For Surviving TranslatorsDon’t Read This if You’ve Been an NES JA-EN Translator for More Than 5 yearsRe-invention requires time travel‐not yet invented.
(Originally posted on January 7, 2019 by William Lise and restored here on November 28, 2024)
Observations upon reposting on November 28, 2024: Much of this points to the stark reality that translators, once a bit into their careers, cannot re-invent themselves. Redoing your CV and polishing your curated and transparent online profile is not reinvention.
The title does not mean that if you have that amount of experience you don’t need to be told the things I am going to tell you because you already know them. Rather, it means that with that number of years in JA-EN translation you almost certainly are in one of the following situations:
- you have already taken most of the following advice before you heard about it,
- you realized that you are incapable of taking the following advice, or
- you have made life decisions that preclude you from taking this advice.
Some of the things I suggest here are not for everyone and not possible for everyone. A number of pieces of advice to follow will anger some translators, particularly ones living in a bubble of their own limited experience. However, if there are even a few readers who can be convinced that there are alternatives to the inherited approach of working in the bulk market and never engaging with translation consumers, this article will have achieved something.
Move to Japan.
Yes, there are lots of reasons for not living in Japan. One I heard recently is that the spouse of a translator does not speak Japanese, thereby making a career in Japan difficult. Yes, you are at a distinct disadvantage in Japan if you don’t have Japanese language. But if you do not have such family-related restrictions, consider living in your source-language country (Japan for the NES translators I am addressing).
Living in Japan will provide a range of advantages, not the least of which is the ability to engage with consumers of writer-driven translation. Almost all of the JA-EN translators outside Japan are essentially limited to reader-driven translation, which comes with a number of disadvantages, including much lower rates, having to work with translation brokers, and very rarely ever having the opportunity to ask questions of authors.
Even if You Live in Japan, Don’t Live in a Remote Area.

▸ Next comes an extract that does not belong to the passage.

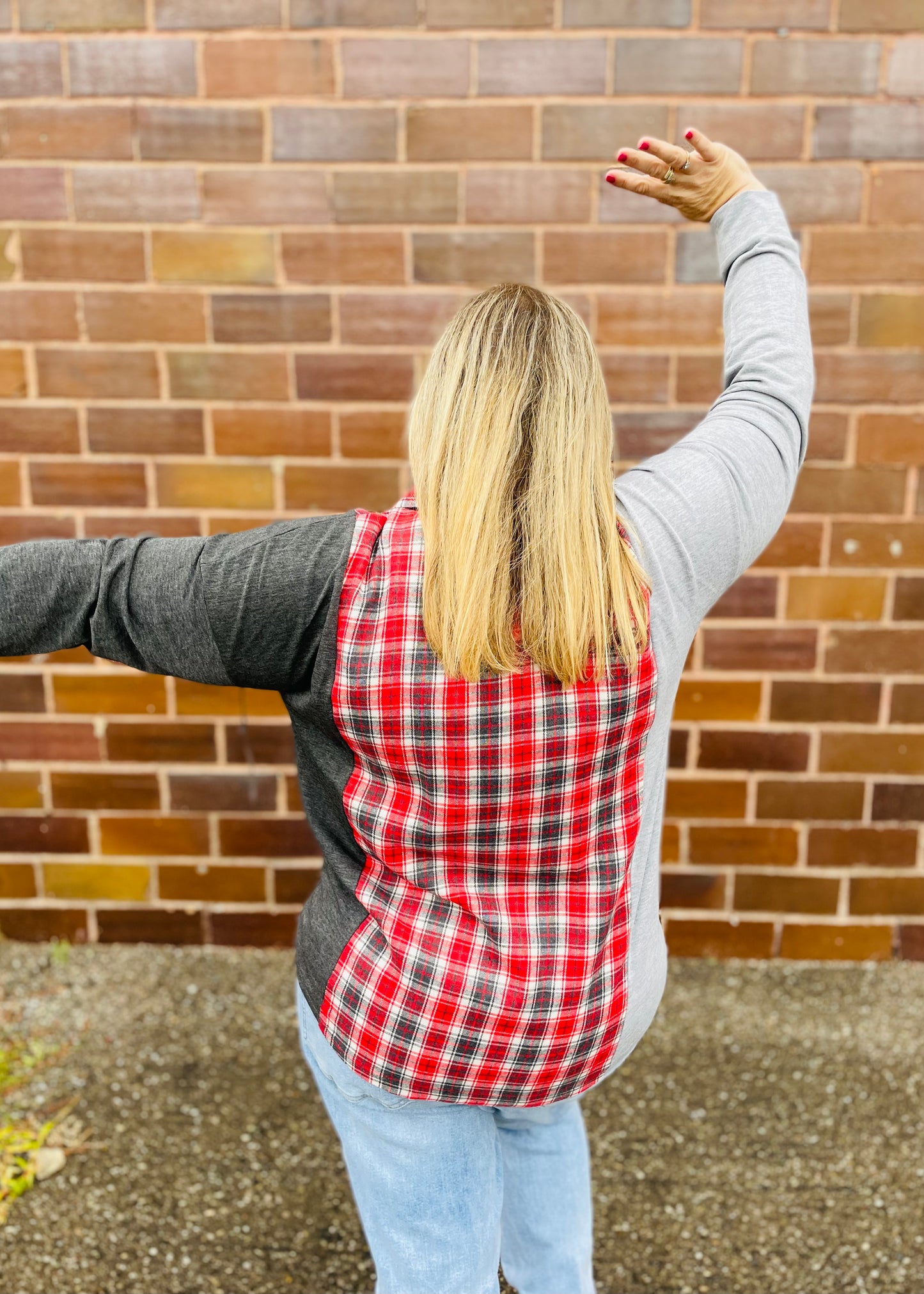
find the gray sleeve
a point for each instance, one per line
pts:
(242, 608)
(712, 502)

Yes, there are numerous reasons and motivations for living away from urban centers in Japan. My experience tells me that NES translators who choose to live in remote areas of Japan do so for reasons such as:
- they don’t like big cities in general,
- they have a strong motivation (and sometimes an absolute requirement) to live near their Japanese spouse’s hometown or place of employment, which is quite often distant from people who can help them develop a translation career outside the bulk translation market, or
- they don’t realize that, unlike translation brokers, direct clients in Japan expect direct contact, which is expensive to achieve from a rural area in Japan.
Living in a remote area, you will not easily be able to have face-to-face contact with the people who can help you break away from the bulk translation market and into the market that serves translation consumers directly. Forget the Internet mantra of connection and the misconception that working at a distance is as good as working close to your clients. Japanese businesses that have serious translation demands and serious money to spend don’t work that way. Pressing the flesh in direct meetings is still a given.
Abandon the notion that everything you need to use is free.
The advent of the Internet did not give value to things that are free; it just made lots of things free (or apparently free) for the taking. There’s a serious difference. Here are some suggestions, some of which will be annoying to some translators who have bought into the everything-is-free approach. The next several pieces of advice are related to the cost-free approach many translators take.
Don’t use a free mail account.
Many people are wedded to the idea that there is no downside in terms of positioning to using a Gmail account. This is not a problem if you are resigned to not having translation consumers as clients, but completely inappropriate if you want to move up and out of the bottom ranks.
If you are aiming at serving translation consumers in Japan, don’t use free email services such as Gmail. Use of such accounts effectively positions you as a backpacker sleeping rough, whereas you would do better to look like you have a real suitcase and stay at real hotels. Obtaining a unique email address at your own domain is not that expensive, and goes a long way to bring you out of the crowd of backpackers.
Don’t live with your in-laws in Japan.
Certainly living at your in-laws can be very inexpensive, and some translators have painted themselves into a corner in which it might be hard to avoid (see comments on spouse hometown residence). Even if you take the easy way out, have a separate telephone line for your business. And having a family member who knows nothing of your business answer the phone is not acceptable, unless you want to create the impression that you have not only not arrived yet, but have no intention of arriving in the world of Japanese business.
Spend the time required to learn to converse in Japanese at a level expected by translation consumers.
There are certainly NES translators who have taken this advice. The reality, however, is that many more (most, in fact) have never achieved that level of spoken Japanese, and I am including those living in Japan. I would say that no more than 5% of NES translators living in Japan can speak Japanese at a level usable in a sales situation in which a direct customer (translation consumer) must be convinced that you have what it takes to do their translation work. That figure will surely be disputed by some people, but it is precisely those people who have an overblown evaluation of their own Japanese speaking ability. I’ve met a lot of NES translators and make these comments based on sufficient observation.